Amid intense speculation that the buy-out planned by a consortium from the Middle East was on the verge of collapse, United said they were ready to consider “other options” from “potential new partners” while negotiations continued.
An exclusivity period granted to the Middle Eastern group in June has now elapsed and their proposed deal to take control of Leeds appeared to be in serious trouble yesterday after talks involving United chairman Ken Bates and chief executive Shaun Harvey in Monaco on Wednesday failed to bring an agreement closer.
United claimed they were “happy to continue discussions” with the consortium and the YEP understands that both parties remain hopeful of reaching an agreement, despite the intense doubt surrounding the bid. The two sides are bound by a confidentiality agreement but a figure close to the negotiations said today that the takeover “isn’t definitely on but isn’t definitely off either.”
Talks aimed at purchasing chairman Ken Bates’ majority stake in United have been ongoing for more than two months, and the prospective buyers were granted a period of exclusivity on June 26, allowing them to analyse United’s finances and set up a takeover. The window has expired in the past seven days, clearing the way for other investors.
In a statement which appeared to put pressure on the would-be buyers, United said: “Leeds United announces that the exclusivity period granted to a potential investor as mentioned in the statement of June 26 has ended.
“The club remain happy to continue discussions but not on an exclusive basis so as not to prevent other options passing.
“The first priority must be to ensure that the credibility of any future investor or ultimate owner is such that the Leeds legacy and its future is in safe hands, back in the Premiership. The club will continue to be receptive to approaches from potential new partners who can establish that they have the necessary credentials.”
The identity of the group bidding to buy Leeds has been a secret ever since United announced at the end of May that they were engaging in talks with prospective investors.

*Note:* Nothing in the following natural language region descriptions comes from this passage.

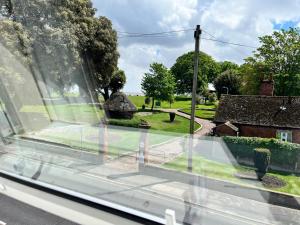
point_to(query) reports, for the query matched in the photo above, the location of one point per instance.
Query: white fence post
(170, 217)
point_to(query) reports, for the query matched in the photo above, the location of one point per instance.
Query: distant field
(202, 113)
(158, 121)
(227, 172)
(178, 104)
(70, 113)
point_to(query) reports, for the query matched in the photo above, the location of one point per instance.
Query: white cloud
(240, 21)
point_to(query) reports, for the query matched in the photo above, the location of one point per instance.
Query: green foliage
(183, 70)
(117, 81)
(147, 100)
(67, 37)
(212, 98)
(172, 116)
(207, 114)
(283, 153)
(226, 65)
(158, 121)
(252, 74)
(229, 79)
(279, 54)
(261, 158)
(159, 83)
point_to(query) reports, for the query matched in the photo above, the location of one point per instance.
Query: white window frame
(284, 136)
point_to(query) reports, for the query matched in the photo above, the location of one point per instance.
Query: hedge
(283, 153)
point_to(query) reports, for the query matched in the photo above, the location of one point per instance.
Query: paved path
(133, 189)
(207, 125)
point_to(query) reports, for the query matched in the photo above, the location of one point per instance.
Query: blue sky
(239, 21)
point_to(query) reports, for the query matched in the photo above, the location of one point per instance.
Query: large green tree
(228, 81)
(67, 38)
(158, 83)
(183, 71)
(280, 53)
(252, 74)
(117, 81)
(227, 65)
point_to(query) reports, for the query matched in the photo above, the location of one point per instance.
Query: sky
(238, 21)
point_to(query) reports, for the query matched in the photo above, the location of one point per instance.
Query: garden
(279, 174)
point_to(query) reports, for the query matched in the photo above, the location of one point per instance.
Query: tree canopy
(183, 71)
(279, 57)
(117, 81)
(158, 83)
(66, 38)
(228, 81)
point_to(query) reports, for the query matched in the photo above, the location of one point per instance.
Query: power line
(155, 33)
(172, 33)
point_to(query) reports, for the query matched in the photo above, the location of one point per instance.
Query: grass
(227, 172)
(180, 103)
(202, 112)
(120, 139)
(159, 121)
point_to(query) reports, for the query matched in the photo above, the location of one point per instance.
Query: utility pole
(197, 35)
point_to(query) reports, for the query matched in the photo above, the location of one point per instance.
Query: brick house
(262, 115)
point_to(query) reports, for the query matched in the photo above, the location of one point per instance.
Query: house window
(284, 135)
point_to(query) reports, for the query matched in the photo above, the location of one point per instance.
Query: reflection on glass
(66, 124)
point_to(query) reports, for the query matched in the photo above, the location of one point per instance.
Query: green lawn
(227, 172)
(159, 121)
(202, 112)
(140, 100)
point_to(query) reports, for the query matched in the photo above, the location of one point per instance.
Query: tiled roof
(274, 111)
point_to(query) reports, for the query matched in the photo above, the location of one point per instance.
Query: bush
(198, 100)
(212, 98)
(283, 153)
(147, 100)
(261, 158)
(172, 116)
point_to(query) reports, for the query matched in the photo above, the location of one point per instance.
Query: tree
(117, 81)
(159, 83)
(252, 75)
(227, 65)
(280, 52)
(228, 79)
(183, 71)
(67, 37)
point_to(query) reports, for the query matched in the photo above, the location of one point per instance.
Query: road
(13, 212)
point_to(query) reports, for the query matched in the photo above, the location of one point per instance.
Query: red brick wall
(255, 131)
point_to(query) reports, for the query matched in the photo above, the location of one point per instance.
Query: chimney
(267, 88)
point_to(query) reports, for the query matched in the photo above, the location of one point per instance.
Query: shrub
(147, 100)
(261, 158)
(198, 100)
(212, 98)
(172, 116)
(283, 153)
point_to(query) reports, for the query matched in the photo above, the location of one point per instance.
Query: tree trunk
(106, 94)
(152, 104)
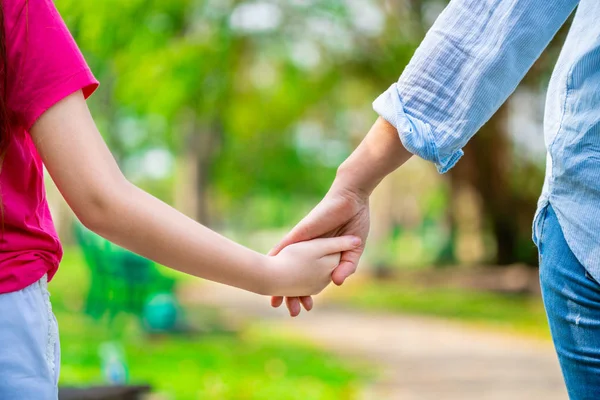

The consortium is known to be based in the Middle East, but claims that Sheikh Abdulrahman bin Mubarak Al-Khalifa – a member of Bahrain’s ruling family and a man who tried previously to mount a takeover of Leeds in 2003 – was behind the bid have not been confirmed.
Claims that the takeover deal currently on the table had fallen through came yesterday morning (August 9) from the Leeds United Supporters Trust (LUST), with the group suggesting that the buyers had grown impatient in the time taken to finalise a sale.
The Trust later issued a statement saying: “We are pleased to read that Leeds United remain willing to listen to approaches and we welcome this positive stance.
“As we have stated previously, Leeds United Supporters Trust have spoken with several parties interested in the future of Leeds United, and we are pleased that the door appears to be open for them to come forward.”